Knowing that food prices are related to political stability, the Chinese government has sensibly chosen to cut back on corn-derived ethanol production. In the U.S., strong agricultural and energy lobbies are driving the government to subsidize the conversion of country-sized slabs of land to support an already discredited industry. A change of mind seems to be decades away.
[Posted By Szamko]Republished from The Times
China’s communist rulers announced a moratorium on the production of ethanol from corn and other food crops yesterday at the very time that Western leaders are rushing to embrace alternative food-based fuel technology.
Beijing’s move underlines concerns that ethanol production is driving up rapidly the costs of corn and grain. It appears to reflect a growing reality about food-based alternative fuel: it is far more expensive both economically and environmentally, than Western politicians are likely to admit.
Calls for biofuels are politically attractive for European and US politicians, amid rising petrol prices and concerns about global warming and an overreliance on Middle Eastern oil.
Communist officials in Beijing, however, who do not have the political concerns of democratically elected leaders in the West, have reacted to a rapid rise in food prices and an intense demand on farm land that threatens to make ethanol production unsustainable.
Posted by Szamko
Just tries to tell the truth.











This was the first topic that Commandante Fidel Castro began writing about when he was better enough after his recent operations.
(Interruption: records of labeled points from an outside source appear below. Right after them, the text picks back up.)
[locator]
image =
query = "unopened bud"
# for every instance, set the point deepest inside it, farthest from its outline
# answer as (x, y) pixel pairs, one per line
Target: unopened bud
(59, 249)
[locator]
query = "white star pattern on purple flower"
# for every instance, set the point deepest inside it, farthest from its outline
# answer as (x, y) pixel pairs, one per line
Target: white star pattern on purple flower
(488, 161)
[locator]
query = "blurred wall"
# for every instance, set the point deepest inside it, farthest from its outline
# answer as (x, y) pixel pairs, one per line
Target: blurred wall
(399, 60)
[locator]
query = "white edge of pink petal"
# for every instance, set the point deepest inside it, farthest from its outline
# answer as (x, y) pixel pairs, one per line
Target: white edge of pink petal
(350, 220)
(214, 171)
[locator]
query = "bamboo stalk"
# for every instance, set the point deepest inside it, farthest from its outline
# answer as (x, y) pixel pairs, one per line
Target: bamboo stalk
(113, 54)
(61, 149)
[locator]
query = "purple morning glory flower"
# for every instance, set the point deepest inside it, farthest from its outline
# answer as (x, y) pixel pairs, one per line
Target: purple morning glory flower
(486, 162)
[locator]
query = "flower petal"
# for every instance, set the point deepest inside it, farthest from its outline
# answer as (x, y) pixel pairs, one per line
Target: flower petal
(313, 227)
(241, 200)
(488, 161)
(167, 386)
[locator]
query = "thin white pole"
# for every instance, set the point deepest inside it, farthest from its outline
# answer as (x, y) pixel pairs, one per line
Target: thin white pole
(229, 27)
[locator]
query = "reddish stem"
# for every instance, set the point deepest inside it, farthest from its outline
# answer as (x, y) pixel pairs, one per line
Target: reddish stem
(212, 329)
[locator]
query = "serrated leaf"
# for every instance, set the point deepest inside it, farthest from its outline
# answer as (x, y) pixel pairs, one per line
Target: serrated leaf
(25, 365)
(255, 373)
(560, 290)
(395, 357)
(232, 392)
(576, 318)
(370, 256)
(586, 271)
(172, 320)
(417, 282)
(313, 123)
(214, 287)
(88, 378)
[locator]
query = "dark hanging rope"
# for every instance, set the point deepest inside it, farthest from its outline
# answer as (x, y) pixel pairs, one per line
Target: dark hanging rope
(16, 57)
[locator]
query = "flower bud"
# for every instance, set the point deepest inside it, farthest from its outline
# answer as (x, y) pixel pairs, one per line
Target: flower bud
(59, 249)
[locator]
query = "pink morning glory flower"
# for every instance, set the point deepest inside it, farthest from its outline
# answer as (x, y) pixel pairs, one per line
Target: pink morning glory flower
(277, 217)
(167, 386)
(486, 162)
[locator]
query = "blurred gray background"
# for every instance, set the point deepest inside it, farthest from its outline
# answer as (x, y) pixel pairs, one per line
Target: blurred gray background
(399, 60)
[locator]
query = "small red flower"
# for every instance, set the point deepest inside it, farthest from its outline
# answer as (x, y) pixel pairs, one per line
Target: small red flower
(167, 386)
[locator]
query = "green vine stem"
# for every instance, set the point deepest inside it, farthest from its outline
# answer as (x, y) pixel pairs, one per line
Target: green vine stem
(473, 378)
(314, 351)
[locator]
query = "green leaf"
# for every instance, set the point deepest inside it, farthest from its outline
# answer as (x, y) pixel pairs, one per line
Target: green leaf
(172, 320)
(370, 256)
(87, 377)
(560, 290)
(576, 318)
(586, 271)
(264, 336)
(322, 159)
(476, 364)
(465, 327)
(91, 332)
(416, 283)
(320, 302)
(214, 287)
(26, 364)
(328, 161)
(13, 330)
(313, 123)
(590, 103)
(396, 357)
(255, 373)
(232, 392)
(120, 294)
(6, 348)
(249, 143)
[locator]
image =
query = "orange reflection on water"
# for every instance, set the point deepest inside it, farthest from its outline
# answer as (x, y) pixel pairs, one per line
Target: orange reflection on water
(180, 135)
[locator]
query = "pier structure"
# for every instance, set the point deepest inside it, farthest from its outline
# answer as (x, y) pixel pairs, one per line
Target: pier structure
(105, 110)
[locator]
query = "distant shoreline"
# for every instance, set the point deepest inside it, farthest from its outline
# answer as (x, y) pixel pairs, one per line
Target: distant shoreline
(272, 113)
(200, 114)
Szamko has provided that link to this very topic that he chose to address so fervently.
Agriculture and agricultural irrigation and the diversion of surface water for agricultural production are the primary anthropogenic impacts on the climate and major contributors to the documented warming.
Increased agricultural production in an effort to partially replace hydrocarbon fuels is both counterproductive to environmental quality generally and increases the anthropogenic warming of the climate.
It simply isn’t possible to grow sufficient food for both human sustenance and to power our automobiles and industries on food based biofuels.
There is not sufficient cropland with the current population and demand for fuel.
The Chinese are wise to abandon this strategy, as we Americans continue to watch our tax money provide the incentive for the growth of an inviable industry.